Which led me to wonder why is there even an "algorithm" per se for binary trees: wouldn't it be acceptable to just trace out a complete binary tree with spaces reserved for each potential node, and only fill in a space with a node if it is non-null? Or does this not meet some criterion of "niceness" for drawings?
If you do that, you quickly run into the feasible depth limit for what you can show in a fixed space. Especially for sparse trees. Consider something like family trees, where you generally don't know anything about certain lines, but may have 20 generations or more on selected lines. No way could you show 2^20 nodes in a fixed format rendering, but you can make something kinda pretty by eliminating the empty space and organizing things to fill it intelligently.
I was just writing a radial RT-like visualization for displaying the branching structure of a binary tree and ran into the issue of information density you describe. Still pretty happy with the results, tho, in how it shows the structure and clustering.
That only works for complete (or "nearly" complete) binary trees, and you can't draw many of these since the number of children in a generation grows exponentially. For most trees you have to try to keep the width minimal while avoiding collisions between deeply-nested left and right children. One of the earlier papers to give some precise "niceness" criteria is "Tidier Drawings of Trees" (https://reingold.co/tidier-drawings.pdf) by Reingold and Tilford, with a companion Pascal program for computing the coordinates.
I'm surprised they chose that algorithm, it's fairly limited and not that efficient.
If your nodes have width, you should read "Improving Walker's Algorithm to Run in Linear Time" (I have an implementation here: https://github.com/Drup/tree_layout)
If your nodes have width and height, you need to read "Drawing Non-layered Tidy Trees in Linear Time"
I implemented something similar at https://automations.io converting a workflow stored as a flat linked list to a tree structure and then traversing and rendering it out in HTML and sprinkling CSS on top
Some trivial mathematical facts. No matter what algorithm you use, you want to make a quasiisometrical embedding of a tree into a finite dimensional space. Or, for a tree the no of nodes at distance R from the root is like exp R, but in any space of dimension N you can cram about R^N points which are at distance R from the origin. Hence the problem.
But you can embedd any tree into the Hilbert space :)
There are the various graph layout algorithms I've heard of, Sugiyama, KIELER, ELK - these can be used for trees of course, although I'm not sure they have highly constrained vertical levels like the article depicts.
Sugiyama has layers and can be used for trees just as well (and may give nicer results for almost-trees than removing non-tree edges and routing them individually). KIELER and ELK seem to be collections of various layout algorithms, including Sugiyama and specialized tree layout algorithms (same with our own library yFiles).

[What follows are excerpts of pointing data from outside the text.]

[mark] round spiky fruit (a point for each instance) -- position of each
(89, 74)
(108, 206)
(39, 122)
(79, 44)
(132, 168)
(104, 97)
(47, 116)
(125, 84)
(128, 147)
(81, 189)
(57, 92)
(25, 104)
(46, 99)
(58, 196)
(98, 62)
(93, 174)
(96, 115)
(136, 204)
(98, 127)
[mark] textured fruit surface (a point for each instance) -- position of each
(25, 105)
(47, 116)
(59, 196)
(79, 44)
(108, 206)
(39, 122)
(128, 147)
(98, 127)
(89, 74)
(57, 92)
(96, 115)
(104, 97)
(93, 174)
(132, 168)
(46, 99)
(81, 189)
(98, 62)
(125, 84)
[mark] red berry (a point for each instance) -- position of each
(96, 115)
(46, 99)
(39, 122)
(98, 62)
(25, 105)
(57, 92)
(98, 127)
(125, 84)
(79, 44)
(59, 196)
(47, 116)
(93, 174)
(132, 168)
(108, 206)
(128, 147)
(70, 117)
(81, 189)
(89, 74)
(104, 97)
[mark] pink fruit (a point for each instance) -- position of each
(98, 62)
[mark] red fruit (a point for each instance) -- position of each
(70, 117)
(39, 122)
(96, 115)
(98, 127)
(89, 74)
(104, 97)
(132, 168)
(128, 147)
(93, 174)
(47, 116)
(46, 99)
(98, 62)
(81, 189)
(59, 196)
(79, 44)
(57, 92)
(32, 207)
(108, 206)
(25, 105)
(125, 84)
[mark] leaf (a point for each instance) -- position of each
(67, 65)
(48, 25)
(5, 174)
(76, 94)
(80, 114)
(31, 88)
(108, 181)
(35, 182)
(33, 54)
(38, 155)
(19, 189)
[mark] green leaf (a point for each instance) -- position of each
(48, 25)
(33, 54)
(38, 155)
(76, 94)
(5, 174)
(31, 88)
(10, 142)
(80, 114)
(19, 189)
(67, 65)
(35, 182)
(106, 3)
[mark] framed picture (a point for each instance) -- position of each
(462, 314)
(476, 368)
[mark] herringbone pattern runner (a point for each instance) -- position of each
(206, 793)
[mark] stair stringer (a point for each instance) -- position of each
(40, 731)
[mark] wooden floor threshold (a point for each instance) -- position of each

Nice write-up. I enjoyed how the material was presented - the introduction to problem, intuitive summary method and then detailed steps with visualizations of partial results.
In general, a family tree is a directed acyclic graph. Branches of the tree will always join back together if you follow the history far enough.
The number of ancestors in a generation is 2^N, with N being the number of generations back you're looking. There were only 100 billion people that ever lived, so by the time you get about a thousand years back, it becomes literally impossible for all your ancestors to appear only once.
Of course, that's just an easy upper bound to make the point that becoming a graph is unavoidable. In practice, branches will come together a lot sooner than that.